Legacy turned this over in her mind as she advanced on the towering complex of her home, climbing the stairs to Unit #4 without the characteristic leaps and bounds.
&nb
sp; Trimpot had certainly gone far enough. Organizing the band of followers. Initiating a dialogue with the monarchy, however combative it had been so far. But would he go all the way? He didn’t seem to legitimately care about the Compatible Companion Law as much as he cared about a free and transparent market.
However—if Legacy wrote his speeches—she could ensure that the abolition of the Companion system was a key tenet. She could tap those waters and draw him an entire demographic of thwarted romance. After all, who was more devoted a soldier than the lovelorn? Who had more fire than a man or woman denied love?
Legacy let herself into Unit #4, where her father was dabbing a viscous, clear substance onto one of his smaller automatons, a tiny turn-key dustbin. Her mother was behind the shower screen upstairs. “Hello honey!” Mrs. Legacy called over the pounding of likely cold water.
“Hey Mom! Hey Dad,” she greeted, dropping a kiss onto Mr. Legacy’s cheek as she passed, unconsciously following her daily pattern of waking Flywheel from his cage. “What are you working on?”

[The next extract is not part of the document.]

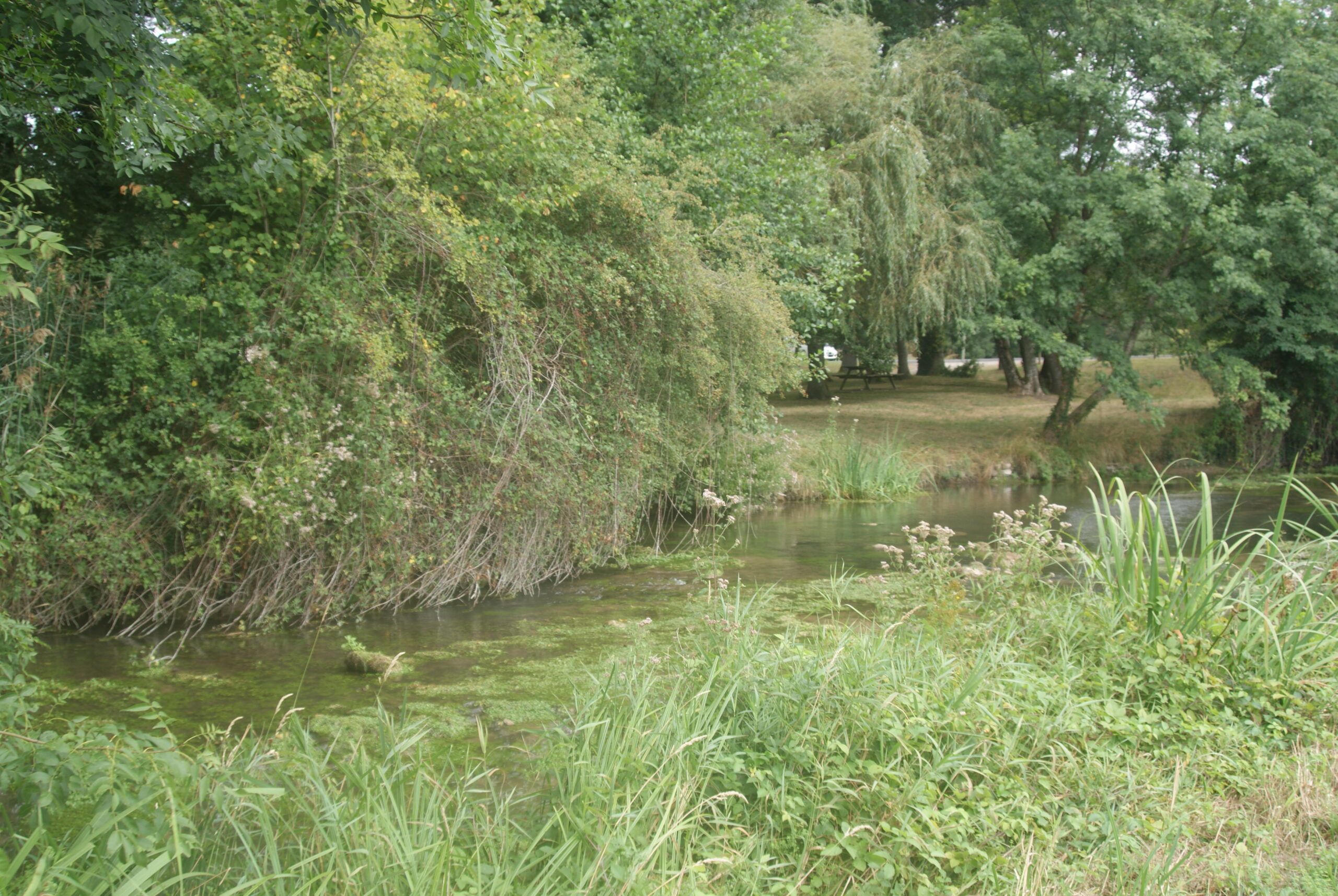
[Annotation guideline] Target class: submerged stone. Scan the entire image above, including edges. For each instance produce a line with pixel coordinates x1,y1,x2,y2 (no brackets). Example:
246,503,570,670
344,650,404,675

“Just a little something to revolutionize robotics, that’s all,” he replied with a smile. “It’s an epoxy solution which will bond to the tumblers in the turn-key, disabling function immediately.”
“But who would want to do that?” Legacy asked, moving to the cage over the sink, where Flywheel could always be found.
But the cage was empty.
“Hm. I don’t know,” Mr. Legacy replied thoughtfully.
Oh shit!
Of course . . . he’d followed her out the door this morning. It happened rarely, but it did happen that she might forget to return him to his cage, and so she would spend the day monitoring his position to ensure that he didn’t malfunction and attach to some foreign owner. But then there’d been the drama with Liam . . . and then she’d taken that damn tonic . . . and then there was Kaizen on the stairwell . . . and she supposed she’d just lost track of Flywheel in all the commotion.